How would you like the government to tell you to spend no more than five minutes in the shower, or even push you to share the bathroom with a friend? This is happening in Germany, where energy norms now seem inevitable. The crisis caused by Berlin’s dependence on Russian gas and oil makes our own cost-of-living crisis pale in comparison.
There was alarm across the continent this week when Russia shut down the Nord Stream 1 gas pipeline, ostensibly for “routine maintenance,” until next week. Will the Kremlin turn it on again? Vladimir Putin promises that Russia is still “ready to fulfill its obligations”, but few now believe the Butcher of Bucha.
Not only the German public but also their government is panicking about what will happen next. The gas is stored in huge underground freezers, but unless usage is drastically reduced, supplies are expected to run out by January.
If so, Germany would face its worst recession since the 1940s, with the economy shrinking by more than 12 percent, output in the leading auto industry plunging by 17 percent and up to six million jobs in risk. Family fuel bills are already set to rise by €2,000 a year and there are plans to provide emergency accommodation in town halls for those unable to heat their homes.
That’s why Robert Habeck, the Green Party vice-chancellor, is urging families to cut back on consumption. “I’ve never taken a bath [as long as] five minutes of my life,” he says. The energy minister brags about turning off the heat all day in the winter because he’s always outside. It’s cold comfort for families and the elderly who don’t have a warm minister’s office to go to. However, some landlords are already threatening to turn off the heating in the blocks, and local authorities are even turning off the street lights.
The Germans were lecturing their neighbors on environmental virtue. Not anymore: fossil fuels like gas are now considered “clean” while coal-fired power plants are back in business.
A bitter blame game has erupted over the disastrous decision to exit nuclear power a decade ago, leaving the country entirely dependent on Russia. Once idolized Angela Merkel’s reputation is in tatters, but her successor Olaf Scholz is held responsible by two-thirds of voters for failing to protect energy security. The entire German political establishment was caught with their environmental pants down.

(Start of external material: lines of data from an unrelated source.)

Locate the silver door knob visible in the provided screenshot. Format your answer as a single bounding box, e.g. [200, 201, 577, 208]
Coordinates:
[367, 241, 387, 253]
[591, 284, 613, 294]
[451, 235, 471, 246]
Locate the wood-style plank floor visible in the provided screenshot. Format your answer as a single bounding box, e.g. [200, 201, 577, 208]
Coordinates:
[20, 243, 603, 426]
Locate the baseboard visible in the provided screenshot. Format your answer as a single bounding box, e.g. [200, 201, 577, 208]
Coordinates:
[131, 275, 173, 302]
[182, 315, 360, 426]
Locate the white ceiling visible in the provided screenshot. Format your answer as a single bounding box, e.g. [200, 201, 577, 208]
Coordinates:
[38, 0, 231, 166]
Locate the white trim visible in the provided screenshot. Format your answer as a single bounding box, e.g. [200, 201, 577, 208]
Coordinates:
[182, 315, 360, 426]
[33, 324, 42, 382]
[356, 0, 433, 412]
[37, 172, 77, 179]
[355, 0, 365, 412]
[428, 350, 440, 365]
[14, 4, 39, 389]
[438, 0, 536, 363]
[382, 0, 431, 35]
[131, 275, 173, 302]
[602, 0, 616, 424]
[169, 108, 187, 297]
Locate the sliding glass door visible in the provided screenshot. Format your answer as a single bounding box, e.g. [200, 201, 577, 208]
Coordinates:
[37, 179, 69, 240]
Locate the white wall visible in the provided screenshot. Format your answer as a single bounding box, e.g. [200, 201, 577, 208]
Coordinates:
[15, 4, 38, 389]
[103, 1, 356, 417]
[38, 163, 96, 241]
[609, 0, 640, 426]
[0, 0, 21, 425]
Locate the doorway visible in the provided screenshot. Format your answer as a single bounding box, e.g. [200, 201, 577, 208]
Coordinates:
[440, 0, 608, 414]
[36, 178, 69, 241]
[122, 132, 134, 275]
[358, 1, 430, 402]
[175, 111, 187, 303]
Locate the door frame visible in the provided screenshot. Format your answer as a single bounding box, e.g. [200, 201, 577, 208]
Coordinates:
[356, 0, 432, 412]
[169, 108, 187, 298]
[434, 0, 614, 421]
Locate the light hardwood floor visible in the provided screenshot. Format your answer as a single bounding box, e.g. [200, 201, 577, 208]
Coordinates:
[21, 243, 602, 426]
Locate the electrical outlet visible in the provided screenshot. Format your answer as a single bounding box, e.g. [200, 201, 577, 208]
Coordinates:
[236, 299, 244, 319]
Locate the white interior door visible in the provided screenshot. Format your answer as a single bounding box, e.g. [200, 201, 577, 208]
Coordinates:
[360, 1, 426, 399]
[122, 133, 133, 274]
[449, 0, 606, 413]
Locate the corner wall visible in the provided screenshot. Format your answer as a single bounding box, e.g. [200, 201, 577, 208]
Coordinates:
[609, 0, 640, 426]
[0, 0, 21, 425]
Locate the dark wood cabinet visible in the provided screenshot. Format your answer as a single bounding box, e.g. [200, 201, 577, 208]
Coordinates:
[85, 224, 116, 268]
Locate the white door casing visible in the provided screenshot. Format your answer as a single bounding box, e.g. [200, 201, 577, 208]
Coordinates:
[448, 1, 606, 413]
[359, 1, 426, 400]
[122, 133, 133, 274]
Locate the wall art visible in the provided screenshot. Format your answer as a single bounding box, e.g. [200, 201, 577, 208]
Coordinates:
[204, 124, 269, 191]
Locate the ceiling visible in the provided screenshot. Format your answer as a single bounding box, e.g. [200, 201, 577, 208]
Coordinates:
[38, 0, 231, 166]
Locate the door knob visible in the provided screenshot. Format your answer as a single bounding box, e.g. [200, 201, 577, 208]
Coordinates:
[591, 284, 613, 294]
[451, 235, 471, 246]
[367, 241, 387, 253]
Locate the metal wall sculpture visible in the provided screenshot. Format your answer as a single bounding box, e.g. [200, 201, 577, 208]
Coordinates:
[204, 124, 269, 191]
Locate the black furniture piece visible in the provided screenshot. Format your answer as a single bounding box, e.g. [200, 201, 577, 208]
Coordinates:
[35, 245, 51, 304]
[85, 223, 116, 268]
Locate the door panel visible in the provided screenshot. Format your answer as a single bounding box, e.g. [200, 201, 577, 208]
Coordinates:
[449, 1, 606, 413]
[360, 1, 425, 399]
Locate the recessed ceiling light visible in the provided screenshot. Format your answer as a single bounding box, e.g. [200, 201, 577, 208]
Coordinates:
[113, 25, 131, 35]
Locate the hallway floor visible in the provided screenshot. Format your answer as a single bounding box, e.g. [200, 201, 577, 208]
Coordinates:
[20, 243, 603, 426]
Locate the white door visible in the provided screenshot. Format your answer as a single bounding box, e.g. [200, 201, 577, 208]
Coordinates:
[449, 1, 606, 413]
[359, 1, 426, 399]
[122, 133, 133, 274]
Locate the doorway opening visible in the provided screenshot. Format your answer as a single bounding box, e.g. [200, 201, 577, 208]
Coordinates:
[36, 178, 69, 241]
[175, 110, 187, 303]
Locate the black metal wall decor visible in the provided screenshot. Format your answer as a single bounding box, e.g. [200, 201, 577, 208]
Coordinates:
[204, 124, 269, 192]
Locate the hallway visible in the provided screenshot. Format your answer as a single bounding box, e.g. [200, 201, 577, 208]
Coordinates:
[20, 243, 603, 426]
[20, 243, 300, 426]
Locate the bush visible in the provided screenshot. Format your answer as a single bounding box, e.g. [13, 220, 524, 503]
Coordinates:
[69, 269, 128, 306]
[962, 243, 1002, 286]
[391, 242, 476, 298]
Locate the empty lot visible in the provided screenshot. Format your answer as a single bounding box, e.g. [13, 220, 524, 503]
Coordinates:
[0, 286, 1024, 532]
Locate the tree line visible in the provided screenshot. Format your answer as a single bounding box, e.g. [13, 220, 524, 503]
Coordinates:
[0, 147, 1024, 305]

Even the normally docile press cannot ignore the rank hypocrisy of an elite that preached net-zero to the rest of Europe but is now moving in the opposite direction.

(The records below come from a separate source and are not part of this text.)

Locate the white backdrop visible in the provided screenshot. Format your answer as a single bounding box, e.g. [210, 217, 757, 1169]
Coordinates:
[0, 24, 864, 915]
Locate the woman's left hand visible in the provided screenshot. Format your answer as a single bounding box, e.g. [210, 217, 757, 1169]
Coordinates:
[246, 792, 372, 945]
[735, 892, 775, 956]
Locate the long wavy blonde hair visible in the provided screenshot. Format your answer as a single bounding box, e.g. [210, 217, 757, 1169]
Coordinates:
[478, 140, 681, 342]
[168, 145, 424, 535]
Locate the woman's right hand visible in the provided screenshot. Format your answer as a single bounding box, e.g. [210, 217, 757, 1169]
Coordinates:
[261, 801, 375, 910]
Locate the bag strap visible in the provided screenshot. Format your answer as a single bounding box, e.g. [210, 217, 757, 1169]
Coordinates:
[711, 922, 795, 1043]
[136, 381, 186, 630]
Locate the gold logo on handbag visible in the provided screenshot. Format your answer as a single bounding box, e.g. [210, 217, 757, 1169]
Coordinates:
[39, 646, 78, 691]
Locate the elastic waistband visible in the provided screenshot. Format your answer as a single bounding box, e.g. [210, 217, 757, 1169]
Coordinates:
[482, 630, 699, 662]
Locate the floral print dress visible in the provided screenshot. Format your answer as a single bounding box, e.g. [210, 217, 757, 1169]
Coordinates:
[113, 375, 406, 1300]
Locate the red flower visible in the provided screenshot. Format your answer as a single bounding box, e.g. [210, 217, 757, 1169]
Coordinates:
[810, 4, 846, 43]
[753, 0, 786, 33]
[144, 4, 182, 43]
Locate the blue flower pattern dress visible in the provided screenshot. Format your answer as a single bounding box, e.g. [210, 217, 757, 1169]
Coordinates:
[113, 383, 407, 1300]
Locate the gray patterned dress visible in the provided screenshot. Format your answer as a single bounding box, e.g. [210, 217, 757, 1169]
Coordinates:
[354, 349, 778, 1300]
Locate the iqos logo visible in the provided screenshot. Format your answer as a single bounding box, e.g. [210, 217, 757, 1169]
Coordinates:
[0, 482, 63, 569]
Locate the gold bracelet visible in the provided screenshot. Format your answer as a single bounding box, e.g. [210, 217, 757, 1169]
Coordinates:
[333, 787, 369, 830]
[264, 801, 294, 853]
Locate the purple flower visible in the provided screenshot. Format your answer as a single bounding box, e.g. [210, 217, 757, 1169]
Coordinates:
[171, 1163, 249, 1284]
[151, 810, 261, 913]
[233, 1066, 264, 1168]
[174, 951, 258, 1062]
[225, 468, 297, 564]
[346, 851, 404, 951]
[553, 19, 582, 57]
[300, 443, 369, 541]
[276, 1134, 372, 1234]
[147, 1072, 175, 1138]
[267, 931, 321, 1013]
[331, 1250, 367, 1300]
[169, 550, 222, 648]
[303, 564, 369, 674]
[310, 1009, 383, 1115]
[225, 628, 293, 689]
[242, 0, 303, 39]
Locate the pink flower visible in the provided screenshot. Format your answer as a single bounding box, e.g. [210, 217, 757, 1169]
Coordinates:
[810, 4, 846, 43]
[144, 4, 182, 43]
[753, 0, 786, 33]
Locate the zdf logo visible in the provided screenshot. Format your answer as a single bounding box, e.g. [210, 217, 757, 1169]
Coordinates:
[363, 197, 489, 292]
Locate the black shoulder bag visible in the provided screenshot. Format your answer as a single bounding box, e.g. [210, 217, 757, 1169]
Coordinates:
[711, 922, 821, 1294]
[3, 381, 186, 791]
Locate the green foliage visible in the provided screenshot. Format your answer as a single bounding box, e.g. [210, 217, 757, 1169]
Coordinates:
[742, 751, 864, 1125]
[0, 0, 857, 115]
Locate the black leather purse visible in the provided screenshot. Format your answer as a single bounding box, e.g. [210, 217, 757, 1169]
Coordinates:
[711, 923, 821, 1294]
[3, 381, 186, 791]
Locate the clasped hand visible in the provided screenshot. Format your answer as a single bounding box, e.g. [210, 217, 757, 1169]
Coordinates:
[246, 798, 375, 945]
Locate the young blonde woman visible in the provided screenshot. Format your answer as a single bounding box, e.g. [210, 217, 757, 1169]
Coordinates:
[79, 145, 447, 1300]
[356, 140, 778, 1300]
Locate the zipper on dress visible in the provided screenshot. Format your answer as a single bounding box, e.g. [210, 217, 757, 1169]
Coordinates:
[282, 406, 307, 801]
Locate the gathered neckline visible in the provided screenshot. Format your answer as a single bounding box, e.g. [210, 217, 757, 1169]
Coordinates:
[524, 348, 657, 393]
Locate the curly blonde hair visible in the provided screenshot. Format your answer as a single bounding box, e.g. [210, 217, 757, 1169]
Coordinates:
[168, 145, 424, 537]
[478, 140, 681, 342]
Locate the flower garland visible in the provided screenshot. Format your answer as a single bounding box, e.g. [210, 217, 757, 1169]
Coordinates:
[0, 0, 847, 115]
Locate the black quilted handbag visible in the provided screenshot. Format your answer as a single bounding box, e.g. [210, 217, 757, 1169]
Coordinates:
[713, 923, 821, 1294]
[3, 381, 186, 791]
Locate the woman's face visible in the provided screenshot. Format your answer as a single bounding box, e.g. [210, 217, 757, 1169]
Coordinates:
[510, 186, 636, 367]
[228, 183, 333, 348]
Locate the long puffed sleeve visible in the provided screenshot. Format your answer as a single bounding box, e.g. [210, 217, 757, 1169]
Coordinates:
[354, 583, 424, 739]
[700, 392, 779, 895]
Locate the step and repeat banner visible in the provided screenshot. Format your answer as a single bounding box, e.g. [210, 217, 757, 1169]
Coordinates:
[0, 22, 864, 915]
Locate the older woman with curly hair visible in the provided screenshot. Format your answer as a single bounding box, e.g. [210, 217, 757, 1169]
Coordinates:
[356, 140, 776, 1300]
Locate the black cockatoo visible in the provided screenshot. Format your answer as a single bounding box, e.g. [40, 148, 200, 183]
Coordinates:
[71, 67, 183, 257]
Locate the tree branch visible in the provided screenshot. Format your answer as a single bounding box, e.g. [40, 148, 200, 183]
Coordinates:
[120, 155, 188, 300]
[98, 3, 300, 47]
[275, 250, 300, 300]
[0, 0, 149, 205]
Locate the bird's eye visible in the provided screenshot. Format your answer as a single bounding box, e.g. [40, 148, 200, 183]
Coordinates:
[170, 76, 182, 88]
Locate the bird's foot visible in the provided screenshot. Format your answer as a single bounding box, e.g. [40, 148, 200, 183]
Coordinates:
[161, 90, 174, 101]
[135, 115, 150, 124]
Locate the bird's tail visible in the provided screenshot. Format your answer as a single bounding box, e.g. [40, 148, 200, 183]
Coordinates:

This collective hypocrisy goes far beyond energy policy. Despite their crocodile tears for war to save their own skins, Scholz and his coalition are actually throwing Ukraine under the bus. Apart from a handful of howitzers, Berlin has neither given Kyiv heavy weapons nor increased their production.
Meanwhile, Scholz’s much-heralded increase in military spending announced last February is proving to be a flash in the pan. Germany’s depleted armed forces will be cut even further next year.
Even the supposedly hawkish Greens foreign minister Analena Berbock is now just wringing her hands, saying “there’s nothing to be done”. The prospect of rationing has already led to a decline in public support for supporting Ukraine: As food and energy prices continue to rise, 38 percent of Germans do not want punitive action against Russia.
Scholz tried to appease his NATO allies and Putin, but won the respect of neither. In Eastern, Central and Northern Europe, meanwhile, Germany under Scholz is more despised and distrusted than at any time since 1945.
Either there is a general collapse in Berlin with a real possibility that the ruling “traffic light” coalition will collapse, or that it will capitulate to Putin.
Last week Scholz and his colleagues toasted the fall of Boris Johnson. But the German chancellor faces a nightmare scenario of his own; his glee may prove short-lived.
Once admired and envied, Germany is now a textbook example of how much damage a misguided foreign and energy policy can cause.